I started with a cup of Caesar-style gazpacho ($3.75). The cold shrimp-topped soup was a blast of tomato flavor – and salt. The salt theme continued with a half order of seafood poutine ($6). This version of the Canadian national dish of gravy-smothered French fries came with miso clam gravy topped with shrimp and smoked tuna belly bacon bits. It was a hearty dish, but the salt level made it almost inedible near the end.

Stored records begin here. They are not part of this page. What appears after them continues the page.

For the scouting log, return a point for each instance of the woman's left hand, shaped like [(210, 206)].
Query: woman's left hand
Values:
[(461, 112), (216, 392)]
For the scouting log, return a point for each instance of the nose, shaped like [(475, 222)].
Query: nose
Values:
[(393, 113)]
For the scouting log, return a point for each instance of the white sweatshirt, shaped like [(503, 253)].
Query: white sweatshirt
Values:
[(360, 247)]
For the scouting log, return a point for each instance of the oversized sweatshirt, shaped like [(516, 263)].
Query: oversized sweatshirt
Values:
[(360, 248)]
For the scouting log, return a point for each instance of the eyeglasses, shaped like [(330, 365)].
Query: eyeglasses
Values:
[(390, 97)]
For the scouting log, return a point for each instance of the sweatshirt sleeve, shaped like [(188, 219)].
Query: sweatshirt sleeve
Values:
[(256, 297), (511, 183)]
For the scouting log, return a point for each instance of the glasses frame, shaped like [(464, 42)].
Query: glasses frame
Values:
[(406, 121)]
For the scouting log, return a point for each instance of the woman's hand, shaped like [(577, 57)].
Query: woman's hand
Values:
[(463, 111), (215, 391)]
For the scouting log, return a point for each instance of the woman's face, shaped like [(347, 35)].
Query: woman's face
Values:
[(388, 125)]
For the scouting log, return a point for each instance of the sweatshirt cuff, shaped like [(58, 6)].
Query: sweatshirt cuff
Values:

More to my liking was the tacone – a tortilla filled with fish, slaw, pea shoots and lemon-pickled onions ($5-7.50).

Murchie’s

From Chinese to cutting edge, there is no lack of tea shops in Victoria. But I always head to British-centric Murchie’s. This is Victoria, after all. The old-fashioned shop is full of tea cups, accessories and an inexhaustible variety of loose-leaf teas and tea bags.

I brought home a “Royal Teas” combo. It contains Murchie’s produced Diamond Jubilee, Golden Jubilee, Prince Charles and Queen Victoria blends. My British grandmother would have approved.

You can sample teas in the store – perfect to wash down an item from their dessert counter.

Fan Tan Alley/Café Bliss

I’d never heard of Fan Tan Alley when I first stumbled upon it several years ago. I felt like I had entered a secret Harry Potter world, but in Shanghai instead of London.

The narrow alley can only fit three abreast. Small shops selling Asian wares and fashion open off the alley along with mysterious unmarked doors. Nowhere else in the city is so much diversity packed into such a small space. On my recent visit, a yellow-and-red-robed monk passed me in the gathering shadows.

Around the corner from Fan Tan, I came across Café Bliss, an organic juice bar and “live food” restaurant. It’s a bright and personality-filled spot. Each chair has its own name: glowing, spirited, beautiful.

Parched, I ordered a half-liter of Dew Drop juice (apple, cucumber, lime and mint) to go ($8). “Do you know about the jar deposit?” the woman behind the counter asked me. “We don’t use paper cups here.”

I imagined trying to explain to a customs agent why I was bringing a Mason jar filled with greenish fluid back to the U.S.

I switched to the dine-in option.

The restaurant serves a variety of vegan food options, including a portobello burger ($10) with cashew “cream cheese” and avocado pizza with cashew “sour cream” ($8.50).

Craigdarroch Castle

A 45-minute uphill walk from downtown will take you to a small hill with a very large home built on it. And from there, you keep climbing. Four stories later, you’ll find yourself on top of Craigdarroch Castle. Pronounced “Craig-Derek” (Gaelic for “Rocky Oak Place”), it was built by coal baron Robert Dunsmuir. He was the wealthiest man in British Columbia when he erected his mansion in 1887. He died before its 1890 completion. The home is now run by a not-for-profit and is open to the public.

Including balconies and the basement, the mansion boasts 26,000 square feet. But despite its size, the mansion is very polite, very restrained – very Canadian. There’s plenty of stained glass and wood paneling, but rooms are modest in size. Hearst Castle it’s not.

Craigdarroch Castle gives a good impression of what life would have been like in the namesake city of the Victorian Era. Rooms are full of period furnishings and historical displays. Views cover the city and stretch to the Olympic Peninsula.

If you have more time

Beacon Hill Park: This park packs a lot into its 200 acres. It has both natural and manicured areas with lawns, gardens, ponds, playgrounds and a children’s farm. Take Douglas Street south from the Inner Harbour.

Breakwater: From Beacon Hill Park, you can walk northwest along the Strait of Juan de Fuca. Eventually, you’ll reach a breakwater that forms the entrance to the Inner Harbour. Expansive views look south to Washington and the Olympics and north to the harbor where, on my visit, three huge cruise ships were tied up. The water is so clear, I watched a sea lion repeatedly swim through a school of apparently tasty fish.

Royal BC Museum: This natural and human history museum has extensive First Peoples’ displays. The museum also contains one of my favorite historical displays in the Northwest: a recreated 1890s old town.